La narrativa aquí juega un papel primordial. No es solo que la elaboración de conceptos facilite una lectura performativa del terror, sino que las maneras en que estos conceptos se ven yuxtapuestos y encarnados dentro del contrapunteo entre autobiografía, testimonio y anécdota, constituye una “performance” en sí misma. En la narrativa de este libro el terror y la performance comparten un espectro íntimo de relaciones que no se encuentran del todo determinadas hasta que los circuitos específicos de energía entran en contacto. Estos puntos de “contacto” tienen el potencial de encenderse súbita y abruptamente sin un conocimiento o preparación adecuados de nuestra parte como lectores. En ese estado volátil, el terror y la performance comparten lo que puede describirse como una relación peligrosa—no al modo de una cita con lo diabólico y desconocido—sino en una serie de relaciones compulsivas que se desintegran para reavivarse de maneras aún más tortuosas.

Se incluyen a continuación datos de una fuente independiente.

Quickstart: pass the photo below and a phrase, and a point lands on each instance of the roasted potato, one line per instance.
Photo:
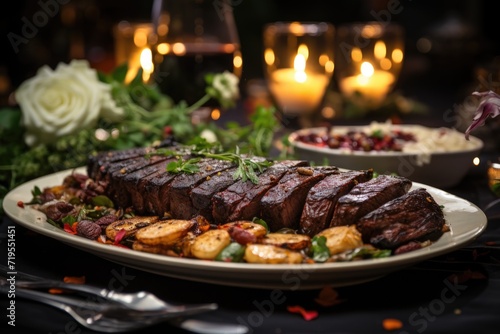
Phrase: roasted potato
(130, 225)
(286, 240)
(342, 238)
(269, 254)
(255, 229)
(166, 232)
(207, 245)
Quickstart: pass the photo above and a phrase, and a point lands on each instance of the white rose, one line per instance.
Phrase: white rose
(66, 100)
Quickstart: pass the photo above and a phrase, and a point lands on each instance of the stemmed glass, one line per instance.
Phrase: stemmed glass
(298, 67)
(193, 38)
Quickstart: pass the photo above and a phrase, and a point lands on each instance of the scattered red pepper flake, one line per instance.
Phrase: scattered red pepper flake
(119, 236)
(71, 229)
(56, 291)
(391, 324)
(307, 315)
(74, 279)
(328, 297)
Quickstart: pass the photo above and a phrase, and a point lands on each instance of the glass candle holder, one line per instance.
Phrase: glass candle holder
(369, 58)
(299, 64)
(494, 178)
(132, 46)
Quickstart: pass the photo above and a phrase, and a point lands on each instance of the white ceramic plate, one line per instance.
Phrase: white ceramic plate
(466, 221)
(445, 169)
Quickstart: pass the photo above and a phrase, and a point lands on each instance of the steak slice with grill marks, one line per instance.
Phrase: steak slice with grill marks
(240, 201)
(180, 188)
(201, 195)
(131, 181)
(282, 205)
(368, 196)
(414, 216)
(98, 165)
(323, 196)
(116, 187)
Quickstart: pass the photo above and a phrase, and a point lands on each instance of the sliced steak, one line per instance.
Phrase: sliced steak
(99, 164)
(201, 196)
(116, 188)
(282, 205)
(180, 204)
(240, 201)
(414, 216)
(322, 199)
(131, 182)
(155, 195)
(368, 196)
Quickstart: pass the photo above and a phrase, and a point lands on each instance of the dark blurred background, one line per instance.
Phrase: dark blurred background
(463, 35)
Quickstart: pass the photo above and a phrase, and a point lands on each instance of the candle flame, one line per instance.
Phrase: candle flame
(299, 63)
(146, 61)
(367, 69)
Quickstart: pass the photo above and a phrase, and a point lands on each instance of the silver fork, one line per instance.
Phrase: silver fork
(114, 318)
(139, 301)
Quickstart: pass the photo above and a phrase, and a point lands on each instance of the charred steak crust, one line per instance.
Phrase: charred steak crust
(99, 164)
(132, 183)
(368, 196)
(181, 187)
(414, 216)
(282, 205)
(117, 183)
(323, 196)
(240, 200)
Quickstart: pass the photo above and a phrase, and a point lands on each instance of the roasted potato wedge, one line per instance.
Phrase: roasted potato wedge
(256, 229)
(155, 249)
(130, 225)
(165, 232)
(269, 254)
(342, 238)
(180, 248)
(207, 245)
(286, 240)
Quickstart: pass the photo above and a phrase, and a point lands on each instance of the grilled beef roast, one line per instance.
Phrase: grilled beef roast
(368, 196)
(241, 200)
(322, 199)
(414, 216)
(281, 206)
(289, 194)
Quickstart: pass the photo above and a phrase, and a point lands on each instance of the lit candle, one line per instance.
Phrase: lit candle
(296, 90)
(373, 85)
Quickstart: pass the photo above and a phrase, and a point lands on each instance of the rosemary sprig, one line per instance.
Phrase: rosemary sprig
(247, 166)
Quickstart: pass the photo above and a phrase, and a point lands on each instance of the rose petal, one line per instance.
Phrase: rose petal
(307, 315)
(489, 105)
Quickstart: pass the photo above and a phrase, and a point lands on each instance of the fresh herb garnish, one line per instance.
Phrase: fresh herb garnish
(247, 165)
(183, 166)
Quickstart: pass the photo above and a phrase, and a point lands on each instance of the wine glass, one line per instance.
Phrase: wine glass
(298, 67)
(369, 59)
(193, 38)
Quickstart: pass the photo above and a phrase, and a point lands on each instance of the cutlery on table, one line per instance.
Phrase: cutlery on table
(117, 311)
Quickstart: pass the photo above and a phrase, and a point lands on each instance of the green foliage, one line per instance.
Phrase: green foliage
(149, 116)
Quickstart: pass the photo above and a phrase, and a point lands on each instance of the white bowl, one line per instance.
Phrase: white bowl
(441, 165)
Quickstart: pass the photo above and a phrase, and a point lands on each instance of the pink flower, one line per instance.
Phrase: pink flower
(488, 106)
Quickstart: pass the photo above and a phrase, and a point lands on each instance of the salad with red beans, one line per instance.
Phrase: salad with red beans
(355, 140)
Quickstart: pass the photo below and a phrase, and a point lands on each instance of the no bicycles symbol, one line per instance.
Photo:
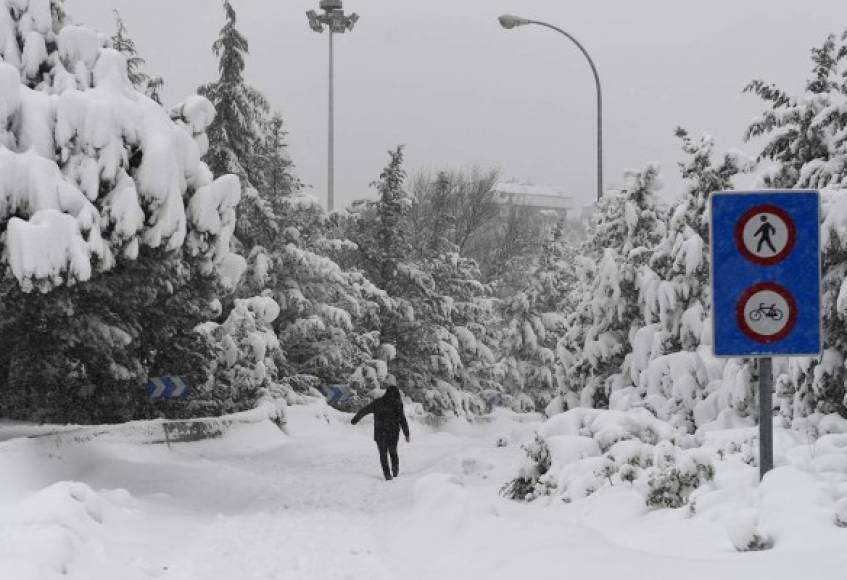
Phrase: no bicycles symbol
(767, 312)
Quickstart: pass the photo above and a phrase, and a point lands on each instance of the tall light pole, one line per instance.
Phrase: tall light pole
(334, 19)
(508, 22)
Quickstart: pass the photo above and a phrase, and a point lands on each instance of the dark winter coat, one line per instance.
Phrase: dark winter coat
(388, 417)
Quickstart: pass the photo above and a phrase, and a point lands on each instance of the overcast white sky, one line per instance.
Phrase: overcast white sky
(443, 78)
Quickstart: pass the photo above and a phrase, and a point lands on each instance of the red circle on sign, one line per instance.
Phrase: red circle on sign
(741, 319)
(782, 215)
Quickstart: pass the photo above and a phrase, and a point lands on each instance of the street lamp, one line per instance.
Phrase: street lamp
(508, 22)
(334, 19)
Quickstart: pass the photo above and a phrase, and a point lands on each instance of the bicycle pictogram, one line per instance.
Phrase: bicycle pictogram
(766, 311)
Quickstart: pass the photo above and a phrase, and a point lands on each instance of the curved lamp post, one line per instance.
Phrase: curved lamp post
(337, 22)
(508, 22)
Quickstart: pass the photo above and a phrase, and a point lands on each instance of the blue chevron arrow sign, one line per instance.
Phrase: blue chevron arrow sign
(168, 387)
(337, 393)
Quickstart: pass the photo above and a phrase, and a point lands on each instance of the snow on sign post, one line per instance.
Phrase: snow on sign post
(766, 285)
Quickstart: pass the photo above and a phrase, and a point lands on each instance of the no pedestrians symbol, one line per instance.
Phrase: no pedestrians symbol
(765, 234)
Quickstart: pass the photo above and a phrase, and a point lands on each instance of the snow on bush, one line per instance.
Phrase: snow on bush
(249, 354)
(746, 534)
(581, 451)
(91, 169)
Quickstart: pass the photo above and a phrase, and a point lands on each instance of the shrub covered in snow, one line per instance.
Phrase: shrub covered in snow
(746, 534)
(582, 451)
(526, 486)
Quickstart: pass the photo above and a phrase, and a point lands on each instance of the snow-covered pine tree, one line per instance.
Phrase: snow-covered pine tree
(135, 64)
(439, 303)
(326, 325)
(671, 365)
(626, 227)
(107, 211)
(237, 136)
(534, 321)
(806, 147)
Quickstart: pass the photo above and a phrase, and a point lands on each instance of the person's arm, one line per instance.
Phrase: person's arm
(366, 410)
(404, 425)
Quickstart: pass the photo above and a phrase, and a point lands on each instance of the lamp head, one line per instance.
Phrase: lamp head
(315, 21)
(330, 5)
(509, 21)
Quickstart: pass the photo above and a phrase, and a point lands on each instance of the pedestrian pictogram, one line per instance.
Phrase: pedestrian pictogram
(765, 234)
(765, 274)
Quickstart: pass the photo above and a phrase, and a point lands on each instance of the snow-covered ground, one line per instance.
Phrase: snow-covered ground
(259, 504)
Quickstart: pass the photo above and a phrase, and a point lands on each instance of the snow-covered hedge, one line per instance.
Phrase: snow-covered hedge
(90, 168)
(577, 453)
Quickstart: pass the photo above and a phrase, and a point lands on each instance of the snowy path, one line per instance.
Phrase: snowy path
(259, 505)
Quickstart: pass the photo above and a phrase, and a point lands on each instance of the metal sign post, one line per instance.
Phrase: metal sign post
(766, 285)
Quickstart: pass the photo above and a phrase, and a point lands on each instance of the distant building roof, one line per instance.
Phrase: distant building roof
(531, 195)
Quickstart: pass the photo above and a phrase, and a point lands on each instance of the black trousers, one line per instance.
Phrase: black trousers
(388, 449)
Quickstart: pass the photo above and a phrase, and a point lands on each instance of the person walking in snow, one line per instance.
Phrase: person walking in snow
(388, 421)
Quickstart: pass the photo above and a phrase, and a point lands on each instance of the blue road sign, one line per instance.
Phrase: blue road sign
(766, 273)
(168, 387)
(337, 393)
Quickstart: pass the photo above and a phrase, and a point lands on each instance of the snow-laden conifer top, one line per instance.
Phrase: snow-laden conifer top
(91, 170)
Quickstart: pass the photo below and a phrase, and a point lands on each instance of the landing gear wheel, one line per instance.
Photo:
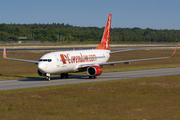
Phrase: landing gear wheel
(47, 78)
(64, 75)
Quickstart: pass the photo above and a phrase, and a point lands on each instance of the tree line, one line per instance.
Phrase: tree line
(57, 32)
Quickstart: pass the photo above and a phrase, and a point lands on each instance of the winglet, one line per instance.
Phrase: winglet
(4, 53)
(174, 51)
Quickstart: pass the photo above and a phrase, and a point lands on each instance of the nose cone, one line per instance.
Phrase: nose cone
(41, 67)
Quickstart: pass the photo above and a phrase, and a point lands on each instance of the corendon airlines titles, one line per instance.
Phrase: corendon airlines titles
(66, 58)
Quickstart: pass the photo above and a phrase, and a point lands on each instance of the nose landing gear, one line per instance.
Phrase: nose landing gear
(47, 77)
(64, 75)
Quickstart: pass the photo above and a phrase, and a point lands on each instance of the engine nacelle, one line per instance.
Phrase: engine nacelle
(94, 70)
(41, 74)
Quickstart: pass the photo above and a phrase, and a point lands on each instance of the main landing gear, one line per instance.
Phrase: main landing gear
(47, 77)
(64, 75)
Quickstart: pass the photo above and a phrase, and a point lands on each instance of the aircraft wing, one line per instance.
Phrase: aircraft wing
(4, 56)
(128, 61)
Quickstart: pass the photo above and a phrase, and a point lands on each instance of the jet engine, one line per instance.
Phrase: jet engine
(41, 74)
(94, 70)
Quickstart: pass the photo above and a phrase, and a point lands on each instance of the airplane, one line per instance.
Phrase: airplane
(64, 62)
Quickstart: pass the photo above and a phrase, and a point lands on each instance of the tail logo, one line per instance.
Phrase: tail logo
(106, 36)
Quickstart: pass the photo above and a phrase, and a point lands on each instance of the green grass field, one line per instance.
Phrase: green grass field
(134, 99)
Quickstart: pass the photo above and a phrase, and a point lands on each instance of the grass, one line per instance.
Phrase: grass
(154, 98)
(17, 70)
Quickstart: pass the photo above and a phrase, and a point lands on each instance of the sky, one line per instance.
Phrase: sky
(154, 14)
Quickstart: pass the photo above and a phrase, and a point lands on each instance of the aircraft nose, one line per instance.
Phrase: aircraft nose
(41, 67)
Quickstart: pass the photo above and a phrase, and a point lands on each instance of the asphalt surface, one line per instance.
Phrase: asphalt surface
(84, 48)
(40, 82)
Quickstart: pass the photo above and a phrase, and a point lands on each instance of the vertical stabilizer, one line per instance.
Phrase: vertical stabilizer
(4, 52)
(106, 36)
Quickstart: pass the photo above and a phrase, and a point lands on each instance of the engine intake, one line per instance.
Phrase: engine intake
(94, 70)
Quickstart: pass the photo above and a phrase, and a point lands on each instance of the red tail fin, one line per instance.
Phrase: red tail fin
(106, 36)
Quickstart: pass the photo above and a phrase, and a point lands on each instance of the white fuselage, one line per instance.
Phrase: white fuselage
(69, 61)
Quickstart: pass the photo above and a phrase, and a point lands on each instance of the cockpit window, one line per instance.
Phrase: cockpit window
(49, 60)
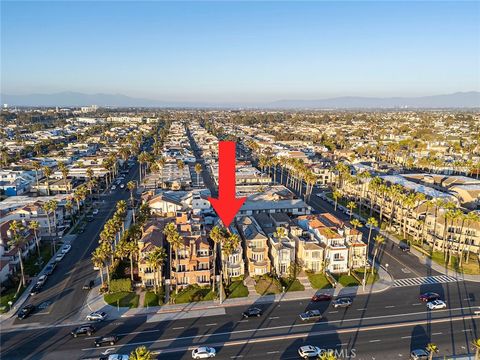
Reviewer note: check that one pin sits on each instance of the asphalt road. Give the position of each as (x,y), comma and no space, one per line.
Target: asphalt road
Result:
(62,297)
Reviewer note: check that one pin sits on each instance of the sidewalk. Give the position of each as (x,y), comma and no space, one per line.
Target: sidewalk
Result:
(423,259)
(95,300)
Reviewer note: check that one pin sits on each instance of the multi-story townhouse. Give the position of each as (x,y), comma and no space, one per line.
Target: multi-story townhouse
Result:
(152,238)
(256,246)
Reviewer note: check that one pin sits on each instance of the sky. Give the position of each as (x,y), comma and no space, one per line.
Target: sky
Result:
(240,51)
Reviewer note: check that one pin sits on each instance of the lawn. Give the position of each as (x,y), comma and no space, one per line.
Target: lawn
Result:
(151,299)
(292,285)
(346,280)
(267,285)
(318,281)
(193,293)
(122,299)
(472,268)
(237,289)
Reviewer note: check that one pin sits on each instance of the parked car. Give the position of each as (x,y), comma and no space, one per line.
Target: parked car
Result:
(309,352)
(26,311)
(108,339)
(429,296)
(342,302)
(42,280)
(203,352)
(49,269)
(83,330)
(404,247)
(36,289)
(88,285)
(311,315)
(59,257)
(252,312)
(97,316)
(419,354)
(436,305)
(321,297)
(66,248)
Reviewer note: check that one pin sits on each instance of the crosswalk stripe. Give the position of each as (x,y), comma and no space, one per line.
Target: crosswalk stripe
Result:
(439,279)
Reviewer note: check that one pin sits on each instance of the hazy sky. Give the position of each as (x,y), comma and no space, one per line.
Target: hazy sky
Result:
(240,51)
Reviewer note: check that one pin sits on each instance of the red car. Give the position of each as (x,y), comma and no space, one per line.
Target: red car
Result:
(321,297)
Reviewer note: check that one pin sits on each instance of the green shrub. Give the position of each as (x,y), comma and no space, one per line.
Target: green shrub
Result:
(120,285)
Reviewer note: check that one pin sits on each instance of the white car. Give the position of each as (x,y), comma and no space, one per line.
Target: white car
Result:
(309,351)
(436,305)
(60,257)
(41,280)
(203,352)
(97,316)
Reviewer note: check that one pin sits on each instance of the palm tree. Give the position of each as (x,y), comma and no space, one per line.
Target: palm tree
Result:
(379,240)
(98,260)
(351,206)
(141,353)
(336,195)
(432,349)
(156,259)
(198,170)
(18,240)
(476,345)
(34,226)
(47,172)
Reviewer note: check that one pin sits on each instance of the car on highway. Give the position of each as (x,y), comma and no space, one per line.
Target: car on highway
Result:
(309,352)
(42,280)
(107,339)
(252,312)
(203,352)
(36,289)
(310,315)
(404,247)
(83,330)
(429,296)
(436,305)
(342,302)
(321,297)
(49,269)
(419,354)
(88,285)
(26,311)
(59,257)
(97,316)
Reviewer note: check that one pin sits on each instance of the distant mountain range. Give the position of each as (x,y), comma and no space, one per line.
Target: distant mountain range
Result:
(67,99)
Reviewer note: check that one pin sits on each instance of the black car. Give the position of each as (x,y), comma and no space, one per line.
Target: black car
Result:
(88,285)
(342,302)
(83,330)
(25,311)
(109,339)
(36,289)
(252,312)
(49,269)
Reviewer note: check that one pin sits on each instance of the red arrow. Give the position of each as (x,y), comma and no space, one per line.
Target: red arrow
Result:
(227,205)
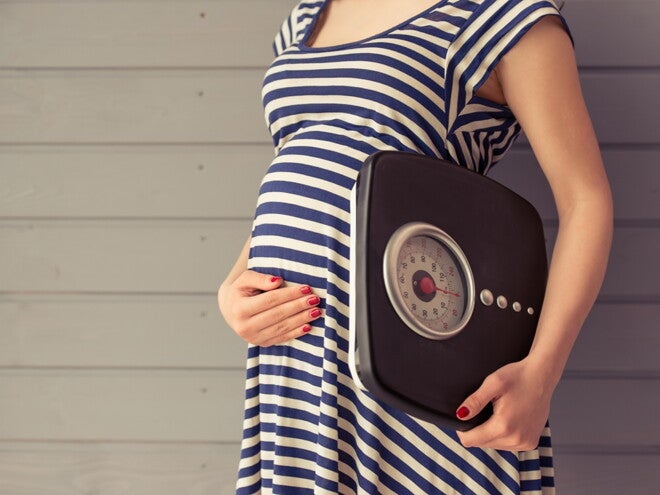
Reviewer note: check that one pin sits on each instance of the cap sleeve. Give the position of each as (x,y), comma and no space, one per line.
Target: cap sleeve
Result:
(295,25)
(487,35)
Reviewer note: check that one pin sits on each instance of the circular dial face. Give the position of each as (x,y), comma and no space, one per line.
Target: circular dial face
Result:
(429,281)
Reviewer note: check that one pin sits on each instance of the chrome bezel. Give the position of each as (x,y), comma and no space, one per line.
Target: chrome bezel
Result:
(390,260)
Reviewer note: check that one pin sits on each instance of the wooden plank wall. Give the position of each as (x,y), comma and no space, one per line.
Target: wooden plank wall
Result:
(131,147)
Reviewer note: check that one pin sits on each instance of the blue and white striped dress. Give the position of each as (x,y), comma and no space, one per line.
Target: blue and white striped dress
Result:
(307,428)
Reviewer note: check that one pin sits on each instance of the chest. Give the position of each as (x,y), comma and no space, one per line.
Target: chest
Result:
(347,21)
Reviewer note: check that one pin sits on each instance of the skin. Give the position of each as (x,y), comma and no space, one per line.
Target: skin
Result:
(538,80)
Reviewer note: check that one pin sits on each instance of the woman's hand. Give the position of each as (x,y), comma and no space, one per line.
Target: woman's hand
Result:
(521,395)
(262,312)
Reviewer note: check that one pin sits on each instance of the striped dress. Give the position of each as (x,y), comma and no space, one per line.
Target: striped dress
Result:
(308,429)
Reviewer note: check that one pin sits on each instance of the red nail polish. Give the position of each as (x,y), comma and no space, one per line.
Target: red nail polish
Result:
(462,412)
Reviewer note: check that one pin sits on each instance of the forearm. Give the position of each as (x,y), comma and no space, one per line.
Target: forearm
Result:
(576,273)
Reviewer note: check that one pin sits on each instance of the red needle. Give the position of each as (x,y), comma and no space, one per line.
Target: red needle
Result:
(427,286)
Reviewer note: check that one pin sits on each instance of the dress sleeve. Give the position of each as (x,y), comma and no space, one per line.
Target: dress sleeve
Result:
(295,25)
(487,35)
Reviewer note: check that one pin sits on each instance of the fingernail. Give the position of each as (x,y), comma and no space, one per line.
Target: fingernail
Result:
(462,412)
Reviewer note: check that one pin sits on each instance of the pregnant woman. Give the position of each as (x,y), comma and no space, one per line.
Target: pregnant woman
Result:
(453,79)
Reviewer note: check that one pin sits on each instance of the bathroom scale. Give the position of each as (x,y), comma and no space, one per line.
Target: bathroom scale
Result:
(448,274)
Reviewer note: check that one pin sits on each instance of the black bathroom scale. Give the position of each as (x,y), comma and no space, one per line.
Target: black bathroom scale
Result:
(448,274)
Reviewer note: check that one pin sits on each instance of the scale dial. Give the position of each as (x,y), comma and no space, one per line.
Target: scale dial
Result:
(428,280)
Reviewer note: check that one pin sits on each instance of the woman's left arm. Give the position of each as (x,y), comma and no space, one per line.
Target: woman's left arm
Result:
(540,82)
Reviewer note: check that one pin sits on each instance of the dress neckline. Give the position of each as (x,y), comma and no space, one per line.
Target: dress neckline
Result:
(302,45)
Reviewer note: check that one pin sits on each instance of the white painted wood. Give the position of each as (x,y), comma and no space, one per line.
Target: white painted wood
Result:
(188,332)
(203,406)
(122,405)
(209,181)
(119,256)
(195,256)
(238,33)
(111,468)
(223,106)
(117,331)
(134,181)
(108,106)
(210,469)
(182,34)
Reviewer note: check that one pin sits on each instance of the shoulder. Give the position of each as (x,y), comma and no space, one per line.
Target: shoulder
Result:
(295,25)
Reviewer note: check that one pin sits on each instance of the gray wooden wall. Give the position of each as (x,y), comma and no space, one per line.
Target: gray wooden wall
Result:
(131,147)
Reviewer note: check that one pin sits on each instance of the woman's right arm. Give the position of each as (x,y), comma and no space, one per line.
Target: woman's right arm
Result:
(260,310)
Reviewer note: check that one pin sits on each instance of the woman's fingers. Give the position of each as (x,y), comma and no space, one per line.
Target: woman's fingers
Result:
(262,312)
(290,328)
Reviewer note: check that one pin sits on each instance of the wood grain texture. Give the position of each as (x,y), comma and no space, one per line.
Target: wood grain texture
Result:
(206,406)
(111,468)
(106,106)
(135,181)
(122,405)
(194,256)
(188,332)
(170,331)
(210,469)
(119,256)
(238,33)
(222,181)
(223,106)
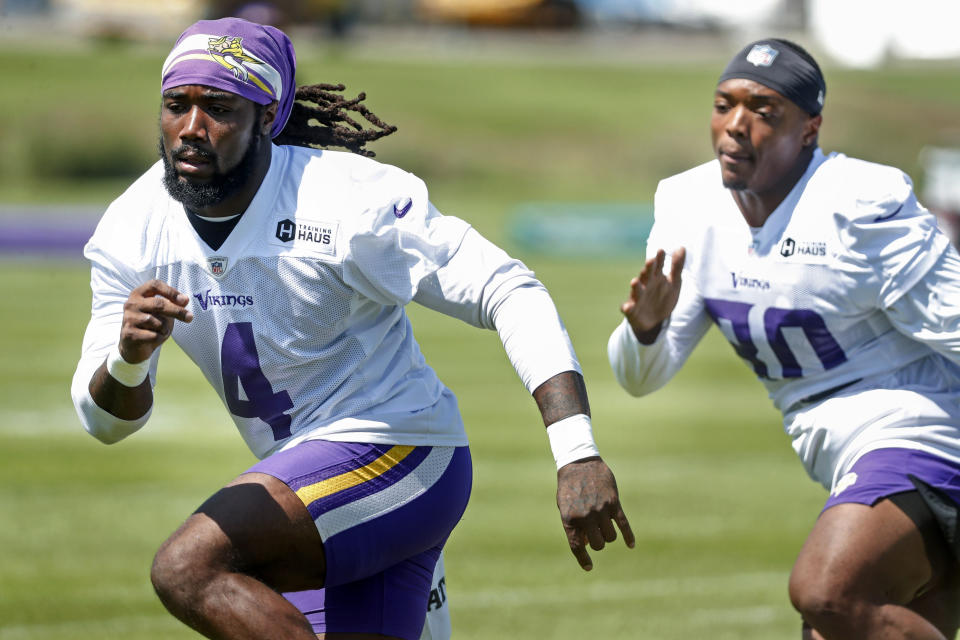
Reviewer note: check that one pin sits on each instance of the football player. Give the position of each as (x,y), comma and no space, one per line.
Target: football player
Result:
(835,286)
(283,272)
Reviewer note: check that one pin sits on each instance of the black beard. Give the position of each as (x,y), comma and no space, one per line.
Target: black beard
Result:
(198,196)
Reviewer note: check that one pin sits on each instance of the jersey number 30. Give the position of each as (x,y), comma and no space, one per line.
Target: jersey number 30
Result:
(240,367)
(775,320)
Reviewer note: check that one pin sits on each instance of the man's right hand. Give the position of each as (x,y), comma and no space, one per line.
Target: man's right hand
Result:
(653,295)
(148,316)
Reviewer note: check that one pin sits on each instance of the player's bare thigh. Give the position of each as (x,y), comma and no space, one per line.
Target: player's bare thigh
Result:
(255,525)
(861,554)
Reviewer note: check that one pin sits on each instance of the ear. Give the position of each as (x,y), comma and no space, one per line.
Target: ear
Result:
(269,115)
(811,130)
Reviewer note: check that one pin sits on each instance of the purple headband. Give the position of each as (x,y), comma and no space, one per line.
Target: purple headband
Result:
(252,60)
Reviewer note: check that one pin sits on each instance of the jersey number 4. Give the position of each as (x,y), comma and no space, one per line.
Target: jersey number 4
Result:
(775,320)
(240,367)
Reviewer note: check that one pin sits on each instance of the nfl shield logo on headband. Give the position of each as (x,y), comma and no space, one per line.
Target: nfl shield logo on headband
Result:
(762,55)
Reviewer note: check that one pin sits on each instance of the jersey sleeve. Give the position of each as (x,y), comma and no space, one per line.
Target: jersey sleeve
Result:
(641,369)
(399,240)
(890,240)
(111,283)
(483,286)
(929,311)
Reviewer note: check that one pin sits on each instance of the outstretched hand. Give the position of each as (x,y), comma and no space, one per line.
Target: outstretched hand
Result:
(653,295)
(148,316)
(589,506)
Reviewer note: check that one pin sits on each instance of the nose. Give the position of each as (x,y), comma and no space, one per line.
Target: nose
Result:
(194,125)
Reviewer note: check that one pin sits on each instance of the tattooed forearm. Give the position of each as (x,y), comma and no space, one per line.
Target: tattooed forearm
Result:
(562,396)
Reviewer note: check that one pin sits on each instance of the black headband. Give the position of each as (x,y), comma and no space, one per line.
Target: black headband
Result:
(785,68)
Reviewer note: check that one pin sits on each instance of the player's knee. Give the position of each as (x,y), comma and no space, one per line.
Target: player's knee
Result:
(825,604)
(178,573)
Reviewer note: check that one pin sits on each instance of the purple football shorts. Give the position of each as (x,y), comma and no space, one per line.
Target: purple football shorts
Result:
(384,513)
(885,472)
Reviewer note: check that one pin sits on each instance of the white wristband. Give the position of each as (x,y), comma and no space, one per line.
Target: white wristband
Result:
(129,375)
(571,439)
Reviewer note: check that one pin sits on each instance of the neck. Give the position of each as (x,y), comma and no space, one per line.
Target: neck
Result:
(238,202)
(757,206)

Dentro de las oscuras y secretas intimidades de las relaciones peligrosas, sería deshonesto mirar el terror y la performance como categorías que se oponen. En otras palabras, no asumo que la performance ofrezca algún tipo de entereza intrínseca o potencial liberador que sirva para contrarrestar los demonios del terror y el terrorismo de nuestros tiempos.  No puedo afirmar que escribí una narrativa optimista para brindar la falsa esperanza de que haciendo teatro e incursionando en la performance el mundo en general va a ser un lugar más sensato y seguro. En cambio, en respuesta a las cada vez más taimadas formas en las que el terror es ejecutado--no solo por agentes humanos sino a través de la guerra cibernética o el bioterrorismo--se vuelve cada vez más difícil mantenerse al tanto de las maneras en que la performance del terror aventaja los sistemas de vigilancia existentes, que también son manifestaciones del terror en sí mismos.

Incluso si reconozco que casi todos los practicantes del teatro y la performance representados en este libro, ya sea voluntaria o involuntariamente, son bien intencionados en la medida en que quieren encontrar formas de resistir la violencia, de sanar heridas o de seguir con la vida más allá del trauma del terror o del genocidio, la realidad es que no puede asumirse que estas intenciones resulten en acciones o consecuencias positivas. Con más frecuencia de la que se cree, estas pueden salir mal o aún peor, pueden verse atacadas desde fuera o hacer implosión. Aunque sería difícil plantear como axioma que dentro de toda performance hay una potencialidad terrorista—pues uno necesitaría especificar de qué performances se trata, por parte de quién y cómo son ejecutadas en circunstancias particulares—yo no descartaría la posibilidad de que algunas performances de gobiernos, autoridades carcelarias o judiciales, alimenten las narrativas del terror o se beneficien de su poder destructivo de forma oportunista y parasitaria.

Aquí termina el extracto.